“It is very beautiful,” said Jack; “but I don’t think I approve of false mediaevalism. At that date these fellows would have fought, and the best man would have had the girl.”

“Pray, at what date do you fix the dragon?” said Cherry.

“Jack is as matter-of-fact as the maiden herself,” said Mrs Stanforth, “who will not be happy because her uncle will not tell her if the knight got well and married somebody else.”

“No—no, mamma,” said one of the Stanforth girls, “he did no such thing; he was killed in King Arthur’s last battle. We settled it yesterday—we thought it was nicer.”

“You don’t think he gave in to the next dragon?” said Cherry, half to tease her.

“No, indeed, that knight never gave in. Did he, papa—did he?”

“My dear Minnie, I am not prepared with my knights’ history. There they are, and I leave them to an intelligent public, who can settle whether my object was to paint sunlight on primroses, or a smile on a wounded knight’s face—very hard matters both.”

“Don’t you really like it?” said Gipsy aside to Jack.

“Oh, yes,” said Jack uneasily, “I have seen him look so. I know what your father means. But I hate it. I’d rather have had a picture of him as he used to be, all sunburnt and jolly. Yes, I know, it’s the picture, not Cherry; but I don’t like it.”

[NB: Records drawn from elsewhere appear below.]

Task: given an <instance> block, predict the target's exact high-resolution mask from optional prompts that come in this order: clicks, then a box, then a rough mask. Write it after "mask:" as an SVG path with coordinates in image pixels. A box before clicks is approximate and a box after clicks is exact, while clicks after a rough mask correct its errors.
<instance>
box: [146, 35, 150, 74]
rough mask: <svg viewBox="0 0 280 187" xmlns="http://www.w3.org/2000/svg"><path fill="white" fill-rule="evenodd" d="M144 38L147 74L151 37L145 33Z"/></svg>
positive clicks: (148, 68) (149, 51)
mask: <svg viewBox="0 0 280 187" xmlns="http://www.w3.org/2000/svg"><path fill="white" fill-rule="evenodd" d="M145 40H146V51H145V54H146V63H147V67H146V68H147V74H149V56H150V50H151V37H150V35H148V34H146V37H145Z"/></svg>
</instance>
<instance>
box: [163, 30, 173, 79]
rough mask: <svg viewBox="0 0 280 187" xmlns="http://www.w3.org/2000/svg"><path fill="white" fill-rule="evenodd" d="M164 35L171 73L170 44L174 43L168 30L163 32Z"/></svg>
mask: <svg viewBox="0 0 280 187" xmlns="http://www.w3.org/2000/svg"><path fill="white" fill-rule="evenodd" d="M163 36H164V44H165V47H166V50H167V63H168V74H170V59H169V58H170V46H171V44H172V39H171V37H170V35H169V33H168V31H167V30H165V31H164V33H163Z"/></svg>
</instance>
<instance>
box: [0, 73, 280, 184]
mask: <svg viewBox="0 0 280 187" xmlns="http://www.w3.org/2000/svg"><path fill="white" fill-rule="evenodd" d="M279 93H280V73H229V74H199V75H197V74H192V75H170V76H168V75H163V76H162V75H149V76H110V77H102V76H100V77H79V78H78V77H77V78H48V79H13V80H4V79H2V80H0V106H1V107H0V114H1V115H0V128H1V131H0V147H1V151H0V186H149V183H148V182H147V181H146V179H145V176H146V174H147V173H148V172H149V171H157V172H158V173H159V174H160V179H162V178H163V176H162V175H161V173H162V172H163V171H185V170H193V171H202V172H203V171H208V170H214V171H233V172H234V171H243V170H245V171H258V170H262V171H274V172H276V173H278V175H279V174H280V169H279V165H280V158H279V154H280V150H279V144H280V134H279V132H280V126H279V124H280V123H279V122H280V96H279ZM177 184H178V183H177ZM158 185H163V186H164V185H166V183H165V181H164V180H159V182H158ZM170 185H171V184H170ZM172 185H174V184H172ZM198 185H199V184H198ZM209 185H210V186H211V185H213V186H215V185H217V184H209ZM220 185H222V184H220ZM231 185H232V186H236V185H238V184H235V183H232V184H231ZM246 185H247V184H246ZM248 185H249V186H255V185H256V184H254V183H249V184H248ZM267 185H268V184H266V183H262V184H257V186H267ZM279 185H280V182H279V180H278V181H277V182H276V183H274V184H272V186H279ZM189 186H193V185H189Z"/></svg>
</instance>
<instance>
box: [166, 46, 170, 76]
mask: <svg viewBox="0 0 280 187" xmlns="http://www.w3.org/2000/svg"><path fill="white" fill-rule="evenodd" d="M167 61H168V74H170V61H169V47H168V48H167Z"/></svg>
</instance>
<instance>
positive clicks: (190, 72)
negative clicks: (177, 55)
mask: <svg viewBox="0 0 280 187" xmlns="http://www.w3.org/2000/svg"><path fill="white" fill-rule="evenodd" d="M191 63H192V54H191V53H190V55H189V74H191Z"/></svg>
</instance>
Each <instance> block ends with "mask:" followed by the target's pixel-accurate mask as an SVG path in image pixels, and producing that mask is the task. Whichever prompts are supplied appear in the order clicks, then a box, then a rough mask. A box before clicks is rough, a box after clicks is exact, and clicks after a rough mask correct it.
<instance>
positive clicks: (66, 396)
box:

Gipsy demurred a little, and they fell into a long talk in the twilight garden. Jack kept his promise, he did not “make love” to her, but never, even to Cheriton, had he talked as he talked then, for if he might not talk of the future, he could at least make Gipsy a sharer in all his past. When Cheriton came out upon them to call Jack away, they looked at him with half-dazzled eyes, as if he were calling them back from fairy-land.